04:53 25-11-2025
米国で巻き返し狙うメルセデス:小売40万台計画と新型CLA・電動GLC、AMG EV、V8強化
メルセデスは米国販売を9%伸ばしつつもBMWに次席。フリート除外の小売40万台を掲げ、3代目CLAや電動GLC、GLE/GLS改良、AMG新型EV、V8強化など史上最大の商品攻勢で巻き返しを図る。高価格偏重を見直し、直6を磨きつつ、EVはセダン2026年・SUV2027年投入。販売店と連携し来店間口を広げる戦略を解説。
メルセデスは米国販売を9%伸ばし、32万4,528台に達したが、37万1,346台で締めたBMWにはなお及ばない。いま同社は、1965年以来、米国で最も大きな商品攻勢に踏み切る構えだ。販売店との会合では、メルセデス・ベンツUSAのトップ、アダム・チェンバレン氏が、この10年の終わりまでに年間40万台を目指す方針を示した。数字だけ見れば差は残るものの、巻き返しのカードは揃いつつある。

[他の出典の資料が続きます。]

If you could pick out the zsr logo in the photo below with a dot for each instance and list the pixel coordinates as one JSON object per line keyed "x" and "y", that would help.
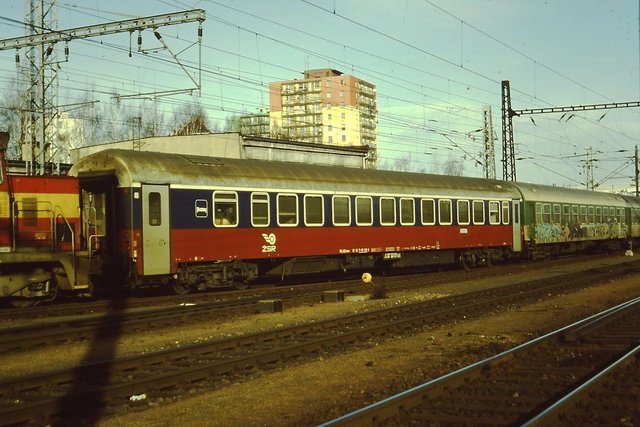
{"x": 270, "y": 239}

重要なのは、この目標が小売向けのデリバリーだけを対象にし、フリート販売を除外している点だ。現在の集計にはフリート分が含まれるため、ハードルは見た目以上に高い。販売現場からは、メルセデスが高価格帯に比重を置いた結果シェアを譲り、BMWやレクサスは手の届きやすいトリムで勢いをつけた、との指摘が出ている。
その戦術が変わる。3代目CLAが先陣を切り、電動GLCが続く。GLEとGLSはアップデートを受け、AMGの新型EVも控える――セダンは2026年、SUVは2027年の予定だ。内燃ラインではV8の展開を広げ、直6はさらに磨きをかける構え。ラインアップ全体で見れば、バッジの核である走りの血統は守りつつ、来店の間口を広げる現実的なリセットに映る。